Table 1: One-for-one rule: 2012–13 to 2014–1
2012–13 2013–14 2014–15 Total
How many regulations had one-for-one implications? 27 36 58 121
How many regulations were exempted from the rule? 9[3] 7 30 46
How many regulations were only repealing other regulations?[4] 4 5 4 13
How many regulations had administrative impacts on business? 14 24[5] 24 62
Administrative burden increased ($ millions, rounded) $0.5 $2.0 $0.5 $3.0
Administrative burden decreased ($ millions, rounded) $3.5 $20.0 $3.2 $26.7
Total administrative burden saved annually ($ millions, rounded) $3.0 $18.0 $2.7 $23.7
Total number of hours saved to business annually (rounded) 98,000 165,000 80,000 344,000[6]
Net number of regulations reduced 5 14 1 20

Service Standards for High-Volume Regulatory Authorizations

Service standards provide businesses with a clear indication of how long it will normally take to obtain a decision on regulatory authorizations. More than 400 timeliness service standards for 147 high-volume regulatory authorizations impacting business are now posted publicly, and regulators are beginning to post performance results against these standards. Results posted in 2014 show that regulators met their performance targets 93% of the time.
Service standards for high-volume regulatory authorizations

Service standards provide businesses with a clear indication of how long it will normally take to obtain a decision from a regulator, allowing stakeholders to factor these timelines into their planning. Departments and agencies are required to post service standards and service performance for high-volume regulatory authorizations (HVRAs) on their Acts and Regulations web pages. A high-volume authorization is a licensing, permit or certification process with 100 or more transactions per year. Service standards cover a range of sectors and business activities, from licensing off-track betting to issuing registration certificates under the Controlled Goods Program of Public Works and Government Services Canada.

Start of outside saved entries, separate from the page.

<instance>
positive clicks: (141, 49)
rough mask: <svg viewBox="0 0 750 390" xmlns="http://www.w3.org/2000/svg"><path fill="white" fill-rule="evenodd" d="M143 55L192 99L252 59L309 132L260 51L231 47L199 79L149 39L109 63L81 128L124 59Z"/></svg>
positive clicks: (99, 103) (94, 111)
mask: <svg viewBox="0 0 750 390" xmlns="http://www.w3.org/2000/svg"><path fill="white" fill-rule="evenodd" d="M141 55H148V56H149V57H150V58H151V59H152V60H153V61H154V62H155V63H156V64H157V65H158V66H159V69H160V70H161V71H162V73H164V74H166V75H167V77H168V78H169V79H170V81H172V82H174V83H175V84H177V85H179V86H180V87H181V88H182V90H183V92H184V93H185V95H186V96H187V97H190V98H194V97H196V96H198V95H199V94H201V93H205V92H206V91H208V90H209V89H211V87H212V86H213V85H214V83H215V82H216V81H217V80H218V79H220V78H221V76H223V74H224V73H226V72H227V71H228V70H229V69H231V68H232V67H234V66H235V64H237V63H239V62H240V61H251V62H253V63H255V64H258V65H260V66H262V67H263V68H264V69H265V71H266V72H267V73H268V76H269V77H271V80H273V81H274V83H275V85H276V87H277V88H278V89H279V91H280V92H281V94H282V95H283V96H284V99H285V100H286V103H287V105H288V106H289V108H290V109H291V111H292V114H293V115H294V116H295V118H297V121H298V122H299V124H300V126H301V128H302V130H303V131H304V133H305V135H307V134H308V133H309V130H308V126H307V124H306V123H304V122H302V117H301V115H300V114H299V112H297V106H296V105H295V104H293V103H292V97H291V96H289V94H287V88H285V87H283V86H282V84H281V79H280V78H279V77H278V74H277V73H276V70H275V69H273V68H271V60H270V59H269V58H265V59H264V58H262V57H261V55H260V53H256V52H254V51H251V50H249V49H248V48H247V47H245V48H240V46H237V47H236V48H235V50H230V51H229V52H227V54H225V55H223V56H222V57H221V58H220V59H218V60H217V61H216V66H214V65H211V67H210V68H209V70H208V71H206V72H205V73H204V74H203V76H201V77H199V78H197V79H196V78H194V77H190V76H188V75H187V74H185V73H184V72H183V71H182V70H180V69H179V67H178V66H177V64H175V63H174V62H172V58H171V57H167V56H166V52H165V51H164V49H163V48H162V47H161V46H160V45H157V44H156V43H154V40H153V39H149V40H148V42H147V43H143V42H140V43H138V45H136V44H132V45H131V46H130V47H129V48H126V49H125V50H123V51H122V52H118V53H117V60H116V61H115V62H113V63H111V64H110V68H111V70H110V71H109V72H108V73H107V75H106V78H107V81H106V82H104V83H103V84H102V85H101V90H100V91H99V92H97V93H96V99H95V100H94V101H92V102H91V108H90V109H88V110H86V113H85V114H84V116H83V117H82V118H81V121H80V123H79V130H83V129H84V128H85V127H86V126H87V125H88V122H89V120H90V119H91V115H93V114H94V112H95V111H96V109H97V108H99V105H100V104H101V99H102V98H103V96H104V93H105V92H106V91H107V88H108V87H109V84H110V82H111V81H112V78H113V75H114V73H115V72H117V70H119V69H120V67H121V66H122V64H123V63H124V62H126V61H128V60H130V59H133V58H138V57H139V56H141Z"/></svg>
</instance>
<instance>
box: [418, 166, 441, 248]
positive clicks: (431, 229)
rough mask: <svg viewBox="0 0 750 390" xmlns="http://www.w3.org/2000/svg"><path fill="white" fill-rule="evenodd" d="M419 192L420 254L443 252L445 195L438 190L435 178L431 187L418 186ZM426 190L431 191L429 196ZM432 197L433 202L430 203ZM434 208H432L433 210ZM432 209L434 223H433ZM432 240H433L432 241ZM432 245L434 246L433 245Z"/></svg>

  1. Section 7(e) of the Red Tape Reduction Act and section 6 of the Red Tape Reduction Regulations use the term "exemption". Previous scorecards referred to "carve-outs". The terminology from the Act and the Regulations is used throughout this document.
  2. Of the 328 final regulations, these percentages are based on the 291 that fell within the scope of the rule.
  3. In the previous two scorecards, it was indicated that the number of carve-outs (exemptions) for 2012–13 was eight regulations. Subsequent analysis has revealed that one regulation, the Regulations Amending the Income Tax Regulations (Part XLIX – Qualified Investments) (SOR 2012-270), had not been reflected. The updated figure of nine is used in this scorecard.
  4. These are regulatory titles repealing other regulations, and therefore had no incremental administrative burden impact regarding the one-for-one rule.
  5. The 2013–14 scorecard indicated a total of 23 regulations with administrative impacts on business in 2013–14. A footnote to the table in that scorecard clarified that one regulatory package contained two regulations, thus accounting for 24 total regulations with business impacts. The 2013–14 figures in this scorecard have been adjusted to reflect this.
  6. Figures in the table are rounded from 98,192 hours in 2012–13, 165,218 hours in 2013–14, and 80,288 hours in 2014–15. The total for three years is 343,698 hours.